Welcome as the Government’s lines on devolution in the Queen’s Speech are, they are scant on detail. Devolution is not a slogan such as “northern powerhouse”; it is not one person such as a metro mayor; it is not decentralisation from an out-of-date way of doing governance from a central Victorian Government. It is fundamental and systematic change of how our country is governed, where power lies and how power and responsibilities can be used—a much more federal model, pulling down the pillars of a bureaucratic, London-centric model.

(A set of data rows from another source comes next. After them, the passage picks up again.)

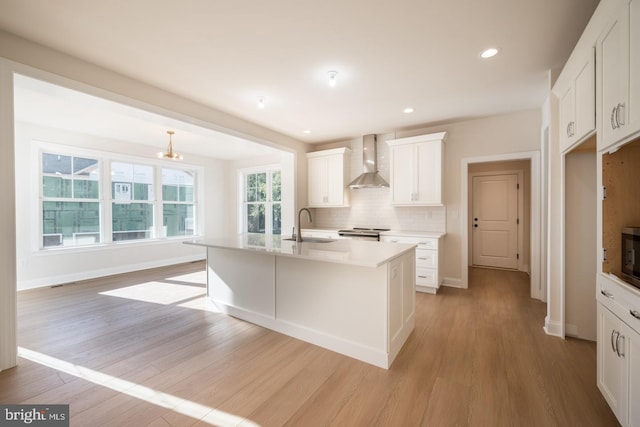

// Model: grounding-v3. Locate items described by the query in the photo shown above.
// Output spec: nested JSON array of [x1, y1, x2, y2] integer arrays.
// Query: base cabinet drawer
[[416, 249, 438, 268], [416, 267, 438, 286]]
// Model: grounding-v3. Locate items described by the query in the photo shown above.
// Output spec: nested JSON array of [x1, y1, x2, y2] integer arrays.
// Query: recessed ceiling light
[[480, 47, 498, 59]]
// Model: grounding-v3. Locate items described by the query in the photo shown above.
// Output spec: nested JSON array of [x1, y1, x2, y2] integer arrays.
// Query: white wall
[[564, 153, 598, 341], [15, 123, 228, 290], [314, 110, 542, 287]]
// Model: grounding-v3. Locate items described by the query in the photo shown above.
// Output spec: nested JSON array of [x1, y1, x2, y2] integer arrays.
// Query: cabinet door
[[307, 157, 327, 206], [624, 327, 640, 427], [326, 155, 344, 206], [598, 0, 629, 149], [560, 86, 576, 152], [391, 144, 416, 204], [597, 304, 625, 419], [417, 141, 443, 205], [571, 49, 596, 142]]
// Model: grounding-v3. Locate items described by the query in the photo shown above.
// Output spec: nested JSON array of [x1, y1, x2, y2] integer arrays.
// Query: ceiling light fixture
[[158, 130, 182, 160], [327, 71, 338, 87], [480, 47, 498, 59]]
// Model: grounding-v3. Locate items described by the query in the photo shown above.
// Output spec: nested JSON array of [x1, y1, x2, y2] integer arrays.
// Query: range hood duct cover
[[349, 135, 389, 189]]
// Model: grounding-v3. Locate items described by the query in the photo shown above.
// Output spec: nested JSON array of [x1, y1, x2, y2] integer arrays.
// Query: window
[[162, 168, 195, 237], [41, 153, 101, 248], [244, 169, 282, 234], [111, 162, 155, 242], [40, 147, 199, 249]]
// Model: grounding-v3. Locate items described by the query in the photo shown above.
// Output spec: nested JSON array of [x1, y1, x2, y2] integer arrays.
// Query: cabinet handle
[[600, 289, 613, 299], [616, 332, 624, 357], [616, 104, 624, 127]]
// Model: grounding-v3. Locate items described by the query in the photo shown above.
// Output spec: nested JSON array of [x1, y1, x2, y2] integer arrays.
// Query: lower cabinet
[[380, 233, 443, 294], [598, 276, 640, 427]]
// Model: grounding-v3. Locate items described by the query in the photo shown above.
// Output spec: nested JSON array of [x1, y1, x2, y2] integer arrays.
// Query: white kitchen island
[[185, 234, 415, 369]]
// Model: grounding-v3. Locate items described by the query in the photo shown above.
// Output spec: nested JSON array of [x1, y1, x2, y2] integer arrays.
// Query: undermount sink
[[282, 237, 335, 243]]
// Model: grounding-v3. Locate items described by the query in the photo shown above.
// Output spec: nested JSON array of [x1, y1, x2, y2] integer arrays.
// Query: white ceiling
[[0, 0, 598, 143], [12, 73, 277, 160]]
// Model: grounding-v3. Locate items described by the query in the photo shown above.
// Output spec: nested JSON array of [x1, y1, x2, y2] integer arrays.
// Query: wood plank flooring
[[0, 263, 618, 427]]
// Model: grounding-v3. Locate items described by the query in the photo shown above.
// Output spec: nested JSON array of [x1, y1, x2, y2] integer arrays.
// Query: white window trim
[[35, 140, 205, 254]]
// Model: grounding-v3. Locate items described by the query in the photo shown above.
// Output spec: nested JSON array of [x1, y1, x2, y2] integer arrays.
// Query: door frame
[[460, 151, 543, 299], [467, 170, 531, 272]]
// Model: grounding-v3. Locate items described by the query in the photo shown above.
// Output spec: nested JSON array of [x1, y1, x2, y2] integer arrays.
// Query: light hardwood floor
[[0, 263, 618, 427]]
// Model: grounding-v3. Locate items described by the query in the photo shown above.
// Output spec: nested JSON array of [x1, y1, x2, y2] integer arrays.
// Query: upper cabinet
[[554, 48, 596, 152], [307, 148, 351, 208], [596, 0, 640, 150], [387, 132, 446, 206]]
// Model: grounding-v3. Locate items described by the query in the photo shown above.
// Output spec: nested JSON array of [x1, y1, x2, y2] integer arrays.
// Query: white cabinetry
[[596, 0, 640, 150], [554, 48, 596, 152], [597, 276, 640, 427], [387, 132, 446, 206], [307, 148, 351, 208], [380, 232, 444, 294]]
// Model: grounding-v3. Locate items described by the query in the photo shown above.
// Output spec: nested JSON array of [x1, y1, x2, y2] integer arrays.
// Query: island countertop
[[184, 233, 415, 268]]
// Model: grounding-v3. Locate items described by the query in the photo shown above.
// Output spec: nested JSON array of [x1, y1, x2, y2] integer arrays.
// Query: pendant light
[[158, 130, 182, 160]]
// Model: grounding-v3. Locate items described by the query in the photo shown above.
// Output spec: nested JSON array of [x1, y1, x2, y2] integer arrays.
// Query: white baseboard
[[544, 316, 564, 339], [18, 254, 205, 291]]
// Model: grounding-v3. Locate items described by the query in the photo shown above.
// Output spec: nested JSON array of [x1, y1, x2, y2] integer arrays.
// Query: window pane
[[42, 201, 100, 248], [42, 176, 72, 198], [247, 203, 265, 233], [73, 179, 100, 199], [111, 162, 154, 201], [73, 157, 98, 181], [162, 169, 194, 202], [111, 203, 153, 242], [257, 172, 267, 202], [271, 171, 282, 202], [162, 203, 195, 237], [42, 153, 72, 176], [271, 203, 282, 234]]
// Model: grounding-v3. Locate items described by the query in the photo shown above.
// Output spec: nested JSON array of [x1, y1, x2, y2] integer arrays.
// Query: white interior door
[[471, 174, 518, 269]]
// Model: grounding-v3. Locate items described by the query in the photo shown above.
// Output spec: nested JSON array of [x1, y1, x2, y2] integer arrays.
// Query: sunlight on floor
[[100, 282, 207, 305], [18, 347, 260, 427]]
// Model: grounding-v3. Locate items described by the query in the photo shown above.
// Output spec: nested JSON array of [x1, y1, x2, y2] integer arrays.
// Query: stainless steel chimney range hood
[[349, 134, 389, 189]]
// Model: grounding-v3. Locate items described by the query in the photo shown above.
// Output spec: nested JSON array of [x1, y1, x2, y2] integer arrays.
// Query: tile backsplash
[[313, 135, 446, 232]]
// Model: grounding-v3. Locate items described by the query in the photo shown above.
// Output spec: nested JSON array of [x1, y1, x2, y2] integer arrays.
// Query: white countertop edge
[[184, 236, 415, 268], [380, 230, 447, 239]]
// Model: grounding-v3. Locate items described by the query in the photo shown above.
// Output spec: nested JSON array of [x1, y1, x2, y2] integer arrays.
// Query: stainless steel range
[[338, 227, 389, 241]]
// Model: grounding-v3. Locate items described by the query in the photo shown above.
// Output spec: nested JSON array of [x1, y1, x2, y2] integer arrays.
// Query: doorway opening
[[460, 151, 543, 299]]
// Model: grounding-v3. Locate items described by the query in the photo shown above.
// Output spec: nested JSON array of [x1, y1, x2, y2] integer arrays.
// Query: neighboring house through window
[[40, 148, 198, 249], [241, 166, 282, 234]]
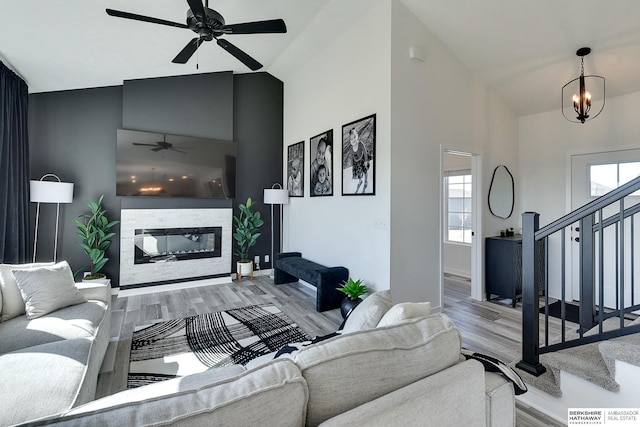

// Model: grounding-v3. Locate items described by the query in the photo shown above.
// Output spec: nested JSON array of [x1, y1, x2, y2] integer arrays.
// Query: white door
[[568, 149, 640, 308]]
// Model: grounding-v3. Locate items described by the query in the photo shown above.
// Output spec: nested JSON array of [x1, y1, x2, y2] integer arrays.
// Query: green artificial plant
[[233, 197, 264, 262], [73, 195, 120, 280], [336, 277, 369, 300]]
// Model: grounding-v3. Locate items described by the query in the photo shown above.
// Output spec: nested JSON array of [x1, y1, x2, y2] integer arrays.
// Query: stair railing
[[516, 177, 640, 376]]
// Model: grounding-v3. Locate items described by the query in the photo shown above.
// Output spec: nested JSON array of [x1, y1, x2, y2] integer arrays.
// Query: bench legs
[[316, 267, 349, 311]]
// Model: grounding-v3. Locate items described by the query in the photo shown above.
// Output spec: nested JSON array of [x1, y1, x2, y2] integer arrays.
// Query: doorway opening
[[441, 149, 483, 301]]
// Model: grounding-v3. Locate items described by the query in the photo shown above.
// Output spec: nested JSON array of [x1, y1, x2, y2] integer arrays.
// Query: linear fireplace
[[134, 227, 222, 264], [120, 208, 233, 289]]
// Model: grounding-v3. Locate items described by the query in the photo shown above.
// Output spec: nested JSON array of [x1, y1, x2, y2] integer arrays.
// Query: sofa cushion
[[76, 280, 111, 304], [378, 302, 431, 327], [484, 372, 516, 427], [292, 314, 460, 425], [47, 359, 308, 427], [320, 361, 484, 427], [0, 262, 53, 322], [0, 301, 107, 354], [0, 339, 93, 425], [11, 261, 87, 319], [342, 290, 393, 333], [69, 365, 246, 414]]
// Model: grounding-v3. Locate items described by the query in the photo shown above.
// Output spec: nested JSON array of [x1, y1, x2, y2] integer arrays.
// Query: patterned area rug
[[127, 304, 310, 388]]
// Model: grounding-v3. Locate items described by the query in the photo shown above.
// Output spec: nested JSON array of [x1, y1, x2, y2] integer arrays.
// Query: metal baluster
[[560, 227, 567, 342], [598, 209, 604, 333], [619, 199, 625, 328]]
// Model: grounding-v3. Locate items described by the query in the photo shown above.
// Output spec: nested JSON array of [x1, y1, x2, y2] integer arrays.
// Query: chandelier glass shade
[[562, 47, 605, 123]]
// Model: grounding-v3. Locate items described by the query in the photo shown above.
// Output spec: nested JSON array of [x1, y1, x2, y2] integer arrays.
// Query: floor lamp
[[29, 173, 73, 262], [264, 183, 289, 278]]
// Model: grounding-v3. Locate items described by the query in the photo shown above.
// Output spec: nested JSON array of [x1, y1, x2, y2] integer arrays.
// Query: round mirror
[[489, 165, 514, 219]]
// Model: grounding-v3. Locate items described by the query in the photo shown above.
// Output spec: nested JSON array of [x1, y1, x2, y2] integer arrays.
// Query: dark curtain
[[0, 61, 29, 263]]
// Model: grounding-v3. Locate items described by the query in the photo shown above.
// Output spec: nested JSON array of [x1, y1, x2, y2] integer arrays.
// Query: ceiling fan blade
[[106, 9, 189, 28], [187, 0, 207, 19], [222, 19, 287, 34], [171, 37, 202, 64], [216, 39, 262, 71]]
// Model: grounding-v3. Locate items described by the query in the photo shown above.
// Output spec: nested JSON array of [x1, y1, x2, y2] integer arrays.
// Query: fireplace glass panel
[[134, 227, 222, 264]]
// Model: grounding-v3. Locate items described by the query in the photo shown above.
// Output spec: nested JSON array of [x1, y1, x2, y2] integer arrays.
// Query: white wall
[[391, 0, 519, 307], [269, 0, 519, 309], [516, 90, 640, 298], [272, 0, 390, 290]]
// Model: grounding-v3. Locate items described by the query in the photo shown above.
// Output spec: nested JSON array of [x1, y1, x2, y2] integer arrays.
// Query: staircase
[[516, 177, 640, 420]]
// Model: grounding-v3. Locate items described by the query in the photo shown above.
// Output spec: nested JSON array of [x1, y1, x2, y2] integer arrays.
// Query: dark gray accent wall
[[233, 73, 284, 269], [29, 86, 122, 282], [29, 73, 283, 286]]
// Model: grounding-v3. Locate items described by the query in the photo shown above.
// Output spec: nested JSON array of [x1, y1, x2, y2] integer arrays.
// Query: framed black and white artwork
[[309, 129, 333, 196], [287, 141, 304, 197], [342, 114, 376, 196]]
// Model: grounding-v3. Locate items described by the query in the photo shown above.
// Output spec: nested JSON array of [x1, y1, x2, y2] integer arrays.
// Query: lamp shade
[[264, 188, 289, 205], [30, 180, 73, 203]]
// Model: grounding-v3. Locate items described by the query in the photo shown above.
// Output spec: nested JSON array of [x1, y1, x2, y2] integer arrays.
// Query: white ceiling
[[0, 0, 640, 116]]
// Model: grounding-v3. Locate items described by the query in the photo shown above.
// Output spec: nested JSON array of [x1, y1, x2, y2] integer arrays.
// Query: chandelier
[[562, 47, 605, 123]]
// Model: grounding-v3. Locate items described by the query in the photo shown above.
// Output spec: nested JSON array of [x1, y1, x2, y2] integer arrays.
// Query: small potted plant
[[73, 195, 120, 280], [233, 197, 264, 280], [336, 277, 369, 319]]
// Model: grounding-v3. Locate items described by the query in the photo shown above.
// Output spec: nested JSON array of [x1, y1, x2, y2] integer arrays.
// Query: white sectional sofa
[[0, 263, 111, 426], [30, 294, 515, 427]]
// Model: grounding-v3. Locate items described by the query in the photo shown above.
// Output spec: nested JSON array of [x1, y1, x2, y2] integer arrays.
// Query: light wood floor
[[97, 276, 564, 427]]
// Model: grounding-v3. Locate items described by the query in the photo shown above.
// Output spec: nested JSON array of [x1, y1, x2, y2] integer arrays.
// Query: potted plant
[[336, 277, 369, 319], [73, 195, 120, 280], [233, 197, 264, 279]]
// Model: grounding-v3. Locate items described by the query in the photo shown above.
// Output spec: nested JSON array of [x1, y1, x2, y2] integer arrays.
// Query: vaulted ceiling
[[0, 0, 640, 116]]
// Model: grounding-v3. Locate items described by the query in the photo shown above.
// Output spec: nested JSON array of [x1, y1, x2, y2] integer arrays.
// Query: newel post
[[516, 212, 546, 376]]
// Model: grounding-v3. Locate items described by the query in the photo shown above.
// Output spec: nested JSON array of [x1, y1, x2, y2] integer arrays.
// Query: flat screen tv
[[116, 129, 237, 199]]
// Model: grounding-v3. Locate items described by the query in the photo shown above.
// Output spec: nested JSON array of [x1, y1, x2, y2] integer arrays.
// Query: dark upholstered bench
[[273, 252, 349, 311]]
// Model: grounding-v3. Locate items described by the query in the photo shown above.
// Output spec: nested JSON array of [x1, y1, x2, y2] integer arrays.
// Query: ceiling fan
[[107, 0, 287, 71], [132, 135, 191, 154]]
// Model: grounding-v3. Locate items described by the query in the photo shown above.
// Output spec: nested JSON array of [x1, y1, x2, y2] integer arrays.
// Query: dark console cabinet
[[485, 235, 522, 307], [485, 234, 544, 307]]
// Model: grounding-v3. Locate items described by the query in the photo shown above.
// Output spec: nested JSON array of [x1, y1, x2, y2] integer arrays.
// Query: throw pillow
[[462, 348, 527, 394], [12, 261, 87, 319], [342, 290, 393, 333], [377, 302, 431, 328], [0, 262, 53, 322]]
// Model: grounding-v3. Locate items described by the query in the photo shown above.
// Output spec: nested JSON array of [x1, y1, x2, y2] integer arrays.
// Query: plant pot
[[82, 271, 111, 285], [236, 261, 253, 280], [340, 297, 362, 319]]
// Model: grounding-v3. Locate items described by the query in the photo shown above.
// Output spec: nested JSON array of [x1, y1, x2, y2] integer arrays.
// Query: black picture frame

It starts here in London. Devolution never talks about what needs to change at the central level. It talks about how you give crumbs or parts of decentralisation from here down to the regions or areas, all of which are predetermined by Government and importantly—and we need to get away from this—the shadow and heavy hand of the Treasury, which blocks based on what it thinks is right from its economically London-centric view of what is needed for the regions, areas and countries of the UK.

We need to talk about a different way of governing centrally. We need a Cabinet member for regional vibrancy and economic performance and a real ministry for devolution and economic policy, pulling in powers from different ministries so that they are not arguing in silos about who is responsible. We must also do away with them being responsible to the Treasury. The Treasury stops and stalls. We need to start here, before we start talking about what I call “devolution by default”. Unless there is a national security or strategic reason for keeping them central, the models and powers of devolution should be decided by the area. It does not have to be a metro mayor or a pick-and-mix approach to what is needed on devolution. It should be down to each region.

Can the Minister therefore say what central changes will be made in government to make devolution work? Will we move away from a pick-and-mix model of devolution where you can pick and mix only certain things that have been predetermined by the centre, which would not bring around the true approach to dealing with this? What new funding models will be available for devolution? Local taxation and finance-raising powers are needed. It should be down to local people to decide through the ballot box whether something is right or wrong, not someone at the Dispatch Box here to say that it is not in the interest of local regions.

If we are serious about bringing our country together and dealing with the strains and issues that have caused Brexit, we need a different and more devolved way and better regional and local policies to do so. That has to start with a very different and radical approach to what we wish to do.